Cuando terminaba su trabajo en el mercado, Teresa nos llevaba a Ramón y a mí a la Casa del Pueblo, donde esperábamos a que papá y Anastasio acabaran en la fábrica y vinieran a recogernos. Era una suerte de casa comunitaria de los trabajadores creada por el Partido Radical, con salas de reuniones, aulas, una biblioteca y un café. Teresa compraba comida en la cooperativa y nosotros dedicábamos el resto de la tarde a ver una producción teatral o nos apiñábamos juntos en uno de los bancos de madera de las salas de instrucción, mientras luchábamos con los rudimentos de la lectura y la escritura que se enseñaban en clases gratuitas.
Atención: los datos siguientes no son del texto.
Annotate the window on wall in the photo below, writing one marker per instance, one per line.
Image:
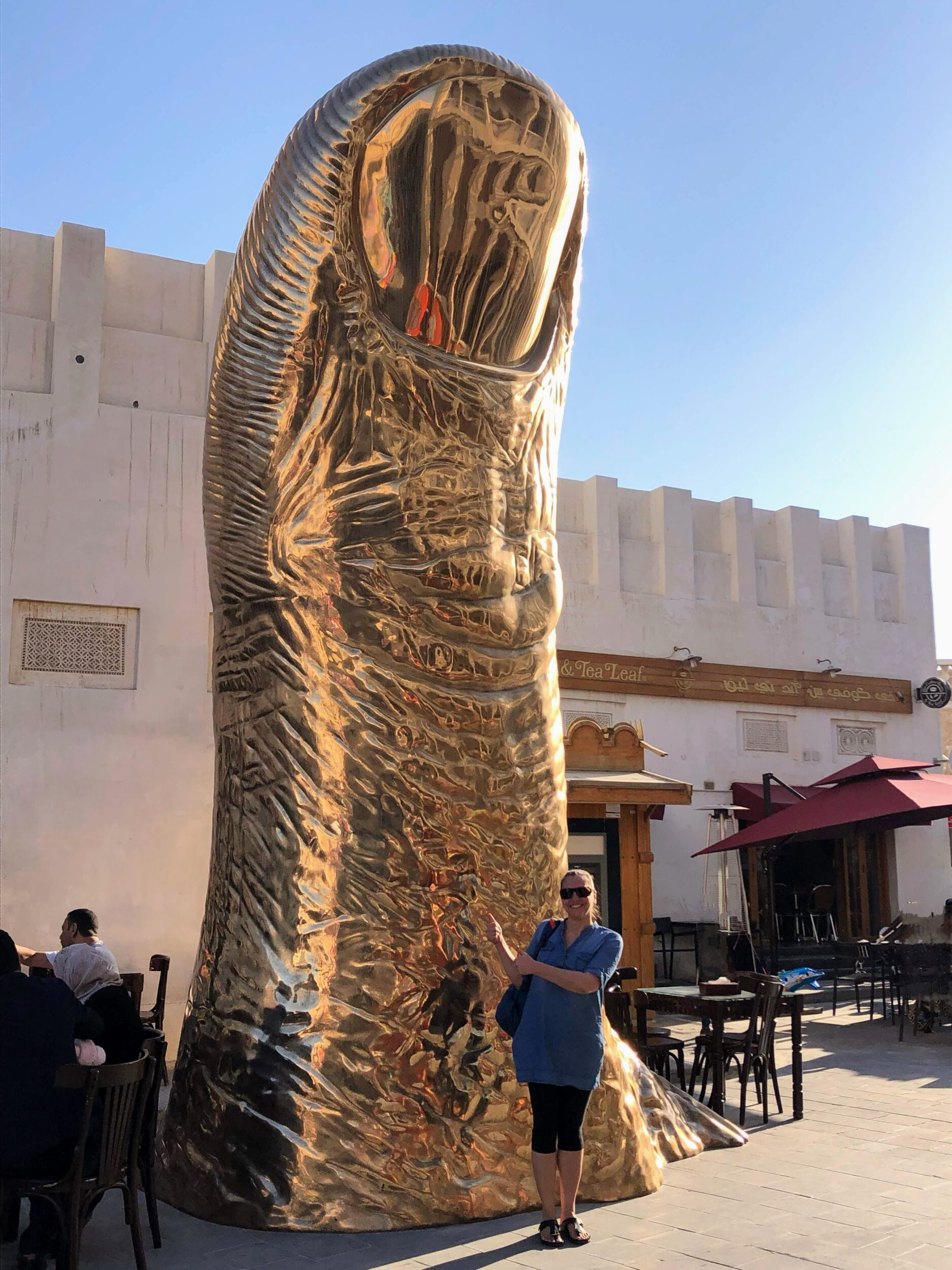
(77, 646)
(765, 735)
(856, 741)
(601, 717)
A pesar de la falta de concentración causada por nuestros vientres desnutridos, los tres hacíamos todo lo posible para mejorar. «Celestina Sánchez», escribía yo una y otra vez con letras grandes e irregulares.
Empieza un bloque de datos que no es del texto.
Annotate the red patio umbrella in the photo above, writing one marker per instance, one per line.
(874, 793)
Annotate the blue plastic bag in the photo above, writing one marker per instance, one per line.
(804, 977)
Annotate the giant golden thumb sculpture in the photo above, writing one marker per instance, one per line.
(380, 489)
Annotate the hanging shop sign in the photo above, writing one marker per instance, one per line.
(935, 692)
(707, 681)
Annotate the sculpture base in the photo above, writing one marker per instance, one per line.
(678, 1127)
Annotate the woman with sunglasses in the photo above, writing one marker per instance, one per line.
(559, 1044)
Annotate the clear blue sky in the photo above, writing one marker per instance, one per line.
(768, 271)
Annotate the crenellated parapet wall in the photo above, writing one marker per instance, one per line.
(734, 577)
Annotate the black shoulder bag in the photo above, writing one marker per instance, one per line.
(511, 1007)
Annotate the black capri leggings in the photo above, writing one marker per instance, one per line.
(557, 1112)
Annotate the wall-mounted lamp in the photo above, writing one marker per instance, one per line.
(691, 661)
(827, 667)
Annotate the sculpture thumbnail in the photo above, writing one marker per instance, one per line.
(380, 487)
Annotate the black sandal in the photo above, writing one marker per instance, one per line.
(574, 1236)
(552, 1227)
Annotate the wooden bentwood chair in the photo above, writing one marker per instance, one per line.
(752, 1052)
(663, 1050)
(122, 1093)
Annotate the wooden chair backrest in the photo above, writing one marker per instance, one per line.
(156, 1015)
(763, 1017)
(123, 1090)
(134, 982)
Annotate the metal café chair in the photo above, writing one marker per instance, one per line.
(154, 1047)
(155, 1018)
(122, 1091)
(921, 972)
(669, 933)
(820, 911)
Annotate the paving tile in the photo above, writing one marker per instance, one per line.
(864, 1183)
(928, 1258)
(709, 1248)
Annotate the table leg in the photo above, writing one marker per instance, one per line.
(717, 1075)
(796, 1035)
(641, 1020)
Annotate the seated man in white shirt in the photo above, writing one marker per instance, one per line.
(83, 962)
Cuando nuestra madre estaba viva y ganaba un poco de dinero en una fábrica explotadora, papá había mandado a Ramón a una de las escuelas subvencionadas por el Ayuntamiento en las que daba clase el clero. Pero cuando mi hermano volvió a casa un día con un ojo a la funerala porque no había resuelto con suficiente celeridad un problema de matemáticas, mi padre lo sacó de allí. Después de aquello, papá se afilió al Partido Radical y así fue como conocimos a Teresa.

Nunca hubo otra cosa entre papá y Teresa que una amistad basada en el sufrimiento compartido. Pero era evidente que mi padre respetaba a la florista. «Haz todo lo que Teresa te diga —me aconsejó—. Tiene sentido de orientación.»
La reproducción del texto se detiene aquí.